La mayoría de los argentinos consideramos inocuas las consecuencias de la corrupción política. Un poco por nuestra mentada escasez de participación en lo público, mucho por comodidad y bastante por ignorancia, solemos acompañar las evidencias de flagrantes delitos contra la propiedad pública con una resignación y un lamentable estado de inconsciencia que se expresa en un “roban pero hacen, en cambio otros...”.
Sin embargo, recientes estudios realizados en las universidades del Primer Mundo están dando a conocer sus conclusiones sobre la incidencia de la corrupción del poder político en la felicidad de la gente, en su salud, en su estado de ánimo y sentimiento de minusvalía, caldo de cultivo de males psicológicos que desembocan –alertan– en un aumento de maltrato a los demás, en violencia familiar y social. En primer lugar y como base de sustentación se habla –casi por primera vez en los últimos decenios–sobre la felicidad, un bien que antes, con una vida que terminaba apenas pasada la etapa reproductiva, se dejaba para después de la muerte.
La felicidad o desdicha de la gente –definida por Martín Seligman, de la Universidad de Pennsylvania, como “un estado de satisfacción y plenitud cuando se vive de acuerdo al sentido de la vida personal”; como “la ausencia de miedo” por Eduardo Punset, exministro de Relaciones de España, y Robert Sapolsky, neurólogo de la Universidad de Stanford, Estados Unidos, o, según Bruno Frey, como “un estado que aumenta en función del mayor grado de participación de los ciudadanos en las cuestiones públicas”– son consecuencias directas de las acciones del poder político.
El mencionado Robert Sapolsky ha investigado el tema de la enfermedad en los pobres y sus causas, determinando que existen grandes diferencias en los índices de salud y expectativa de vida según el lugar que se ocupa en la jerarquía socioeconómica, que existen más enfermedades comunes entre los pobres, no solamente por las dificultades de acceder a los medicamentos y centros de salud, no sólo porque no son debidamente atendidos o por la falta de cuidados y por trabajar a la intemperie, sino, y sobre todo, por el abandono al estrés producido por un sentimiento de impotencia, por la apreciación subjetiva de su estado, de su pobreza, que se agrava cuando se comparan con los ricos y miden la distancia insalvable que los deja en la marginalidad.
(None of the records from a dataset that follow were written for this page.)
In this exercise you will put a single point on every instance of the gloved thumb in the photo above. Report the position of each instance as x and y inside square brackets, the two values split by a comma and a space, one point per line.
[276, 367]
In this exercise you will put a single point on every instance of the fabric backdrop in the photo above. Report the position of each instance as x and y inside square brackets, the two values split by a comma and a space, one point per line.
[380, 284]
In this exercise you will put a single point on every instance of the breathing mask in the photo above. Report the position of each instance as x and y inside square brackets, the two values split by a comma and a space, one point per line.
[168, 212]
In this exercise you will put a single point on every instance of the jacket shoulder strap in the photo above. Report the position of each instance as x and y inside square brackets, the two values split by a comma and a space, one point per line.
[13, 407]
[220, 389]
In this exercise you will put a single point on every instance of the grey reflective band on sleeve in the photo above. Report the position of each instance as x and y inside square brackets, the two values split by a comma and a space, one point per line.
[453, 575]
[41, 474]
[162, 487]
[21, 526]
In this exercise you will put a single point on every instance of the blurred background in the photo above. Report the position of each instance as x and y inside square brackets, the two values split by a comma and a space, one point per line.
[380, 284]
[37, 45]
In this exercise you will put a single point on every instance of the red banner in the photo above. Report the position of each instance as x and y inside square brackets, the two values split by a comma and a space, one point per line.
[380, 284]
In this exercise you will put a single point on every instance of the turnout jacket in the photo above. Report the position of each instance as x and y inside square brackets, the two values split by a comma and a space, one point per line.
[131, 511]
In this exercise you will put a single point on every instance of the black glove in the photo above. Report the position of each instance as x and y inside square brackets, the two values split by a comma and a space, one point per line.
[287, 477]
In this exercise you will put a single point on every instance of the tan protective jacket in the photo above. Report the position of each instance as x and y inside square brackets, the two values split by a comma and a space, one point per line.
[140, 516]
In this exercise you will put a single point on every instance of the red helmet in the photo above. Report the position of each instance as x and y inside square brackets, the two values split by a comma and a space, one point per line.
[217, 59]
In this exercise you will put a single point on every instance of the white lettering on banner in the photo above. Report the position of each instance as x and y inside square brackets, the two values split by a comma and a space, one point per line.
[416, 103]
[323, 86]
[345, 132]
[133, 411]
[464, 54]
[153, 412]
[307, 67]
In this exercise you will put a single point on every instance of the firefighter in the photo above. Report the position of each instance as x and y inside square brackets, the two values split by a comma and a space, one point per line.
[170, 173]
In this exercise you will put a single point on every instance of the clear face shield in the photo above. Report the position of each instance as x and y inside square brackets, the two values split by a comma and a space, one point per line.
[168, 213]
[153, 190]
Sapolsky observa que los pobres sufren más enfermedades cardiovasculares, reuma y otras de la misma gravedad y agrega que “el colectivo de la población más desamparada transmite durante varias generaciones la marca de los estragos fisiológicos sufridos por el ejercicio abyecto del poder político”. Según otros estudios, a la falta de salud física se agrega el desequilibrio psicológico, la alteración por el estrés, que provoca miedo a no poder llevar comida a los hijos, miedo a no satisfacer las necesidades básicas propias y de la familia, lo que llega a conducir a cuadros depresivos. Las personas que lo sufren viven en un estado de emergencia que suelen descargar haciendo infelices a los demás, dirigiendo su agresividad contra los otros, crisis que se manifiesta en el aumento de abusos a menores y a mujeres y hasta en un deficitario cumplimiento de sus tareas.
Ese estado de desequilibrio está aumentando en nuestro país y la información nos ayuda a descubrir sus causas. Otros estudios aseguran que la huida a través de las drogas, el alcohol o la adicción sexual sólo logran una calma pasajera al estrés, que exigirá, pasado el efecto, dosis más fuertes, generando así personas más dependientes, no sólo de psicofármacos sino de la ayuda de los gobiernos que utilizan paliativos superficiales y transitorios sin atender la profundidad del mal: falta de autoestima, sentimiento de impotencia, abandono. Queda por rogar que los millones de marginados adviertan que, a medida que aumenta la corrupción, es decir el vaciamiento del Estado, se acrecienta la desigualdad social y que el enriquecimiento indebido de unos es a expensas del empobrecimiento de la mayoría; que el afán de dominación y poder genera distancias insalvables que permiten que unos abusen de los resignados y pasivos, acrecentando su soberbia a costa de la impotencia de los más sufridos.